Fetching Large Amount of Data Using the Neo4j Reactive Driver: The Bloom Case


Bloom is a graph exploration tool which displays data in graph format. It’s a Javascript application (React.js based) and uses the Neo4j Javascript driver in order to interact with a Neo4j database.

The users are able to search for graph patterns using a generated vocabulary by the components of their databases (labels, relationships, properties or values) or create their own custom queries. They, also, have access to a very large amount of graph patterns which can lead to a huge amount of results.

The complexity of the queries and the size of the available data in combination with the limitation of the client resources requires restrictions on the size of the response and the number of the displayed nodes. So fetching results has always been a challenge for Bloom.

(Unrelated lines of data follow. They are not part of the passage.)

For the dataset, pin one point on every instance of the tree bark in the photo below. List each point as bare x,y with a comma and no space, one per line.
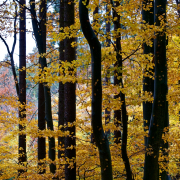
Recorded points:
41,99
94,21
70,97
47,93
61,89
159,116
117,113
96,107
123,110
107,78
22,87
148,83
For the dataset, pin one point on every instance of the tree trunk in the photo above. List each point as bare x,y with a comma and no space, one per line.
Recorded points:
107,79
123,111
47,93
41,99
69,97
117,113
148,83
159,116
94,21
61,89
22,86
96,107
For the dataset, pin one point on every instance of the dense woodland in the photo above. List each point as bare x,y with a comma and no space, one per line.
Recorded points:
98,98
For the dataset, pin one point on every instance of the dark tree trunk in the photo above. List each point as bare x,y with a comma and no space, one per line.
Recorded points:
148,83
94,21
61,88
99,135
159,116
41,99
117,113
47,93
107,78
22,85
69,96
123,111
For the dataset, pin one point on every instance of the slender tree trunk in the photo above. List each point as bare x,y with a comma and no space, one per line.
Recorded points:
123,112
47,93
107,78
148,83
96,107
22,86
41,99
117,113
69,97
159,116
94,21
61,89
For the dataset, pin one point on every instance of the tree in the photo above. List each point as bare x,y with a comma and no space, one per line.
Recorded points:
148,83
69,97
41,99
159,116
22,85
99,135
61,88
48,111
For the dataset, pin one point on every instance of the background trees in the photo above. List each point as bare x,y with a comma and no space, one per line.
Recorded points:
130,91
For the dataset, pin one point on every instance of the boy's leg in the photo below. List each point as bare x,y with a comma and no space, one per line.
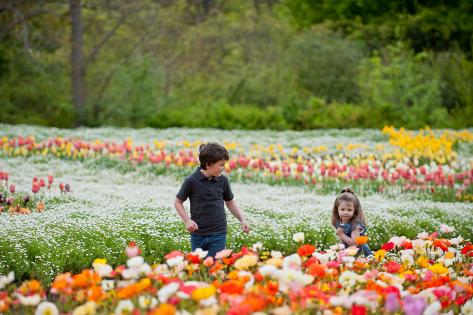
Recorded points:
197,241
216,243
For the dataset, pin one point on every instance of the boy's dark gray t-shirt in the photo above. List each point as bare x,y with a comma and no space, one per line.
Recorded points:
207,196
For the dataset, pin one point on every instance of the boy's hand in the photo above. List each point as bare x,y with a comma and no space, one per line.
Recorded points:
244,226
191,226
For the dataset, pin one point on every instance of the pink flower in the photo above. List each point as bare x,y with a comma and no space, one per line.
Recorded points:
223,254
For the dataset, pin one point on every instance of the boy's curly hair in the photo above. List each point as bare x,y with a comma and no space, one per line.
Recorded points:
347,194
211,153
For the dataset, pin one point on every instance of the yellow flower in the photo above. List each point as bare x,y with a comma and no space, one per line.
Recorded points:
86,309
438,269
203,293
423,261
379,254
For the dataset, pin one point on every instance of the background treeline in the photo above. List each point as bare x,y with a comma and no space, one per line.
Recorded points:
247,64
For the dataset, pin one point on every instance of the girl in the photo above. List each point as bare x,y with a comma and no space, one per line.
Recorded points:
348,219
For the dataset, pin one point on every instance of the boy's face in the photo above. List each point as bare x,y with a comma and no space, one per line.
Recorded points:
216,169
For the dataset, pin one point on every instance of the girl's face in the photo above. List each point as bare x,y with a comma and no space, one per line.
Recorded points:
346,210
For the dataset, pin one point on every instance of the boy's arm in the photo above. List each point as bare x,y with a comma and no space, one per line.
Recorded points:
233,207
191,226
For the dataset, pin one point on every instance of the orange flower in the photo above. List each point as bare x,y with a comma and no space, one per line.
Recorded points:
306,250
164,309
232,287
95,293
30,287
134,289
361,240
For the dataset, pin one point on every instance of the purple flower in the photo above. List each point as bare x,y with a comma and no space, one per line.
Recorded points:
414,305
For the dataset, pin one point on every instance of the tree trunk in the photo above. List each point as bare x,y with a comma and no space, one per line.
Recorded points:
77,62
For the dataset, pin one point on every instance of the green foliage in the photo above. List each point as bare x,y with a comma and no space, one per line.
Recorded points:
326,65
308,64
407,84
220,115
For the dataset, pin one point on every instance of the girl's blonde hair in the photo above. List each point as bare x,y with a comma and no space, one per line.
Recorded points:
347,194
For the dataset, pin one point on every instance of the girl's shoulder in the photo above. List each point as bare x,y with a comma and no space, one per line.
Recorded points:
358,225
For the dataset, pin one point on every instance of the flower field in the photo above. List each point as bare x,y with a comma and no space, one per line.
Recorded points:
70,197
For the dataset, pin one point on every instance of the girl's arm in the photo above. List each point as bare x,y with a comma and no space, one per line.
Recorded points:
349,240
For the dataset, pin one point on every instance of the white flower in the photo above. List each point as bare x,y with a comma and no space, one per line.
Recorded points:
446,229
199,252
467,308
348,260
175,261
135,262
103,270
162,269
108,285
423,235
46,308
267,270
343,301
407,259
165,292
144,269
292,262
457,240
337,247
348,279
209,301
257,246
298,237
325,257
398,240
276,254
130,273
147,302
124,307
6,280
29,300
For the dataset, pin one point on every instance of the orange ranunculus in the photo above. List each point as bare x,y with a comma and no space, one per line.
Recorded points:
442,244
306,250
134,289
164,309
95,293
360,240
30,287
232,287
255,302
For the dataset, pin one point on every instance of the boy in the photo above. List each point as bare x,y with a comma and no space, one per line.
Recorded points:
208,189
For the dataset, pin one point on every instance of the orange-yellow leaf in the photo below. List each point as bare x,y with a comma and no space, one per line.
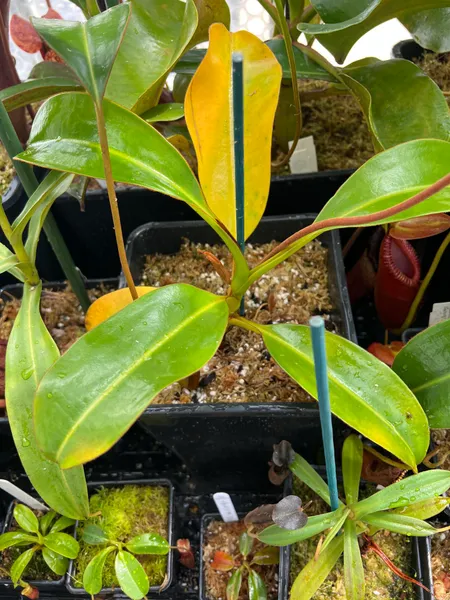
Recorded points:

For that reason, Bloom can display a range between 100 to 10,000 unique nodes and their relationships. The size of a Cypher query response is limited to 10,000 records (rows), as well.

The question is how large the response should be in order to get the maximum available number of unique nodes in a very large space of results.

For example, the user searches for Person — Movie which can be translated in Cypher to MATCH (n:Person)-[r]-(m:Movie) RETURN n, r, m. The selected maximum number of unique nodes, from the Bloom settings, is 10000.

Bloom search for Person — Movie

In the below image you can see a visual representation of the response. Each column represents a record. Each unique node has a unique color. The multiple relationship types between a Person and the Movie (for example, a Person can be an ACTOR in a Movie and the same Person can be the PRODUCER of the same Movie) can create many duplicates for the nodes.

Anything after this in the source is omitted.